HOUSTON RENT DEALS A broker tells reporter Amy Wolff Sorter that no new multifamily apartments — beyond the 14,000 units currently “in the pipeline” — are likely to be built in the Houston area until 2012. MPF Research says the multifamily occupancy rate for this area is hanging at around 89.7 percent, not too far from where it was last year: “. . . rents continue to hold steady and concessions aren’t being jacked up in response, though they do exist. [MPF’s Greg] Willett points out that about 38% of the product on the market today has some sort of concession, with the typical giveaway hovering at a 9% discount, which translates to a little more than one month of free rent. Still, ‘that really hasn’t moved,’ Willett remarks. ‘We’ve been at that 9% figures for awhile.’ Both [Apartment Realty Advisors’ Matt] Rotan and [CB Richard Ellis’s Craig] LaFollette say that the infill locations are faring better than the outer submarkets, which are giving away up to two months free rent.” [Globe St.]

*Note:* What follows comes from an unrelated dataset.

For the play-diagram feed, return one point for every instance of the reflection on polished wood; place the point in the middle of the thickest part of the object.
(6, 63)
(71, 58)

Does that 14,000 units coming online number include Regent Square (first phases) and Finger’s apartments at Waugh and Dallas?
kjb, the commercial purveyors of real estate market data don’t do their job very well. O’Connor & Associates misses a lot of inner city complexes, Apartment Data Services misses a lot of suburban complexes, and MPF just generally sucks.
Based on my analysis of their collective data–which I stopped doing when I got laid off–I would suspect that the true number of units currently under construction is probably around 60% to 80% above what MPF is quoting.